There is no need to eat out of the Moseb basket-table if you don't feel comfortable, as they offer normal tables and chairs for the less adventurous, as well as knives, forks and individual plates, but if you give it the chance, Ethiopian Cottage invites you to come in and give a whole new intimacy and warmth to your dining experience.

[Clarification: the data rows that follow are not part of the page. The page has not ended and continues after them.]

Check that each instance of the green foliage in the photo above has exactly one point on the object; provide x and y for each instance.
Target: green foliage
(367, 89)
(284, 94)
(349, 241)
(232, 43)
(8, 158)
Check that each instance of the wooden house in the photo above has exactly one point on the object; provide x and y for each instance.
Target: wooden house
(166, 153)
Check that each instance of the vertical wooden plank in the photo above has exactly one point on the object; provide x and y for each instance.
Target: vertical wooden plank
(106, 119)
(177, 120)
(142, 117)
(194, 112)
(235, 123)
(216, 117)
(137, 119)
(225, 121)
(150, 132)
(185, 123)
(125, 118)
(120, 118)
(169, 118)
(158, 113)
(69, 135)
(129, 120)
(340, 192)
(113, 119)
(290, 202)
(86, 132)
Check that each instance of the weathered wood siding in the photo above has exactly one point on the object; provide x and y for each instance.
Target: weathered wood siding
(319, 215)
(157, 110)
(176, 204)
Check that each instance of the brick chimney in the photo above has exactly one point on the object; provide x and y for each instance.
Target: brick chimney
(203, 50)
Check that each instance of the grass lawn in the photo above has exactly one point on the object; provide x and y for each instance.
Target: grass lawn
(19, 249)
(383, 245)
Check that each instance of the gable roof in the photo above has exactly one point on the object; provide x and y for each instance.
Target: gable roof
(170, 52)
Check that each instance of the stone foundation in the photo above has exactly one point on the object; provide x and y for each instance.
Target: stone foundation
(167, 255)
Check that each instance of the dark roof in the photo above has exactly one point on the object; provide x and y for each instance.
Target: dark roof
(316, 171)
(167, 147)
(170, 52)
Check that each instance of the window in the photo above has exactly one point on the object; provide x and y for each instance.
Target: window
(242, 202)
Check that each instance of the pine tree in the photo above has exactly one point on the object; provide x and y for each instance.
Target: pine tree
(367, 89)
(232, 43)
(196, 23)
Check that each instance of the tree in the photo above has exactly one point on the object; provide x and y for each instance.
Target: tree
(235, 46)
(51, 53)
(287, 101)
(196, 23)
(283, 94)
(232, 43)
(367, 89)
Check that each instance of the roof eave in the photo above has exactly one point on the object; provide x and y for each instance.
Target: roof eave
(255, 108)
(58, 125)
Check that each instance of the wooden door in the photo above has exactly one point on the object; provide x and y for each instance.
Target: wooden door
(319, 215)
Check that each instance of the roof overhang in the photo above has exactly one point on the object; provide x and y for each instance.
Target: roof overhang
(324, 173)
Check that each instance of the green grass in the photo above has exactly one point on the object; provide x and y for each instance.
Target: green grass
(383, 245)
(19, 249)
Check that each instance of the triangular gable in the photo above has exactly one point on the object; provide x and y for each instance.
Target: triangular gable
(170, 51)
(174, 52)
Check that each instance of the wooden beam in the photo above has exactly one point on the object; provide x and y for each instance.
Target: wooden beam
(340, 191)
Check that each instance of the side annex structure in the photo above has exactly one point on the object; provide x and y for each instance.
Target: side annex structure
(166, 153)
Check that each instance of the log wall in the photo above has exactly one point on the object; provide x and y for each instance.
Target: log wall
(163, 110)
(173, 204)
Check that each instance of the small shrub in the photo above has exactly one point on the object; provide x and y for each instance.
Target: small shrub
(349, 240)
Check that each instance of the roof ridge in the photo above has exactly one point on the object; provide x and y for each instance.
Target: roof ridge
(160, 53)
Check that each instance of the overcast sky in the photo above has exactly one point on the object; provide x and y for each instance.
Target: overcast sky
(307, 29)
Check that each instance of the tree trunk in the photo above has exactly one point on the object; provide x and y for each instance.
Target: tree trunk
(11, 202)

RJ | Oct. 21, 2007 at 1:34 a.m. (report)
The food at the EC is very good, but the service is quite spotty. Actually, it's not even really the service that's the problem, as the lone waitress (who also served as hostess, busboy, waterbearer, etc.) did everything she could to handle the crowd. The problem is with the management of the place. One of the owners worked the cash register, but ought to have stepped in to help with the customers. To make things worse, the owner didn't really know how to do certain things. My food plus tax came to $16.07; I handed her $20.07 and had to instruct her to give me four dollars in change! I'm glad an Ethiopian place is in Mke now, but I won't be surprised if poor management takes its toll.
My husband and I ate here Moseb style Saturday night and loved it. The spicy red lentil dish was our favorite and a post-dinner visit by the owner was a nice touch. Affordable, filling and fun.
Observer | May 5, 2007 at 6:53 a.m. (report)
While I really enjoyed my food, I found it needed a spice boost (too many ethnic places tone down the authentic seasoning with the fear most people would find that too unfamilar). I was brought out two bowls of different mixtures that made a good meal, a great one. Really good experience.
I would highly recommend this restaurant. I went with 3 other vegetarians and we really enjoyed the food. It was also interesting to eat with your hands. I would suggest going here with people who have similar food interests, as you share everything on the platter.
DJ Lando Land-Jackpot | April 9, 2007 at 11:53 a.m. (report)
I love that place!! It's about time Milwaukee got an Ethiopian resturant. I would have to go to Madison or Chicago to eat Ethiopian. The food is great and Joi is such a great server, she will keep you entertained while you wait for your food. Milwaukee, please try something different. It's very healthy food that's good to you as well.